Russell Hulse Physics’70
Russell Hulse PHY’70 is Regental Professor and Associate Vice President for Strategic Initiatives at the University of Texas at Dallas. Previously, he had a 30-year career at the Plasma Physics Laboratory at Princeton University. There, in a program operated by Princeton for the US Department of Energy, he created computer models for experiments associated with the quest to develop controlled thermonuclear fusion as an energy source.

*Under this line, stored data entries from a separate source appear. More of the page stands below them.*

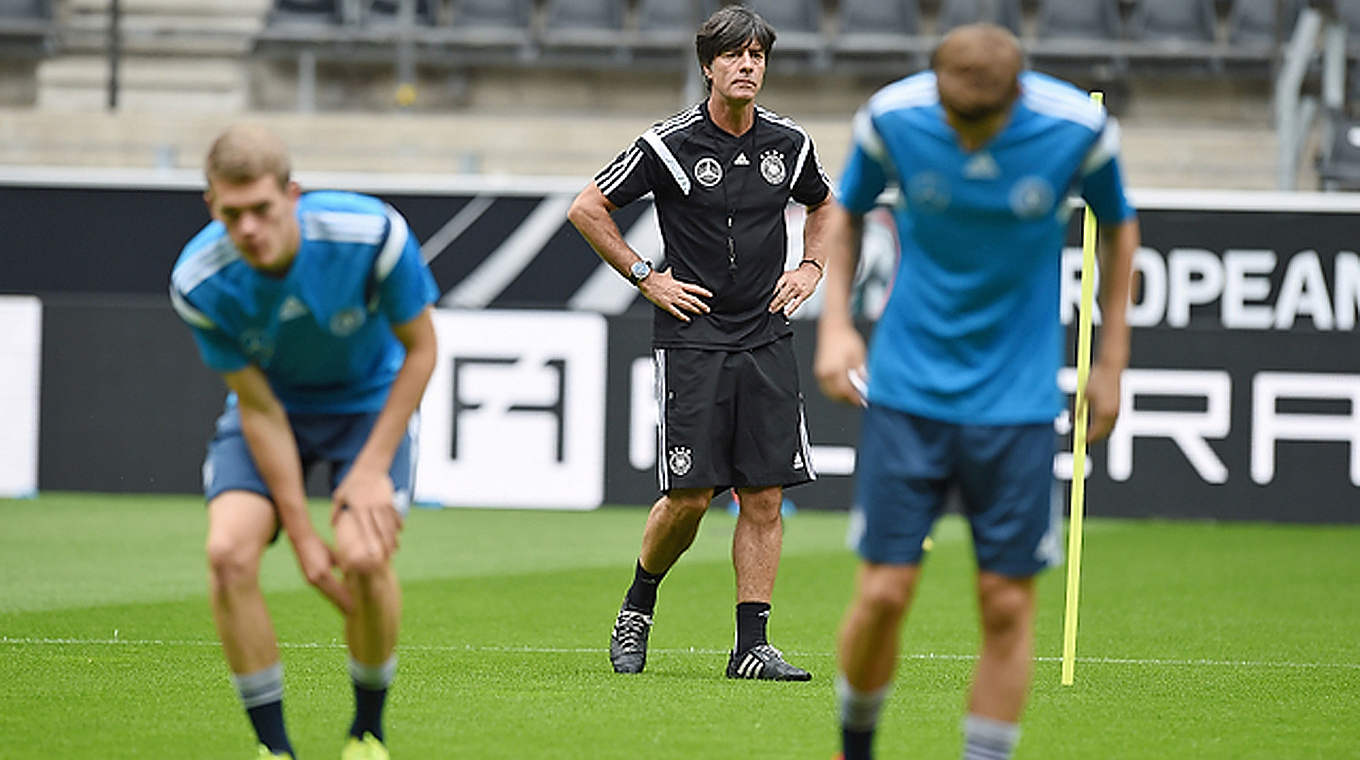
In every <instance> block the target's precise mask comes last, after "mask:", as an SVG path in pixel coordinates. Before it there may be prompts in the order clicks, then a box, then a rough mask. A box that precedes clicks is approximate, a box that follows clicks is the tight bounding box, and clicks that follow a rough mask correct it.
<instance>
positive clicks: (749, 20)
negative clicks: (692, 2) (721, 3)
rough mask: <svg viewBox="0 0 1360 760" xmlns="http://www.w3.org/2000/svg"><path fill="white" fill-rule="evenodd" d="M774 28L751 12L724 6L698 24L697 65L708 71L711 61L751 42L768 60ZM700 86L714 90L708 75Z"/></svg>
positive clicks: (744, 7)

Russell Hulse received his MS and PhD in Physics from the University of Massachusetts at Amherst. As a graduate student in 1974, he discovered the first binary pulsar, using the 1,000-foot radio telescope located near Arecibo, Puerto Rico. Data from the study of this pulsar system has provided the only experimental evidence confirming Einstein’s theory predicting the existence of gravitational waves. In 1993, along with his former thesis professor Joseph H. Taylor, Hulse was awarded the Nobel Prize for Physics, for his discovery of the first “binary pulsar”-a celestial system in which two pulsars orbit each other.
Russell Hulse is a Fellow of the American Association for the Advancement of Science and of the American Physical Society.
Russell Hulse received the 1994 Gano Dunn Award and the 2003 President’s Citation Award. He was inducted into The Cooper Union Hall of Fame in 2009.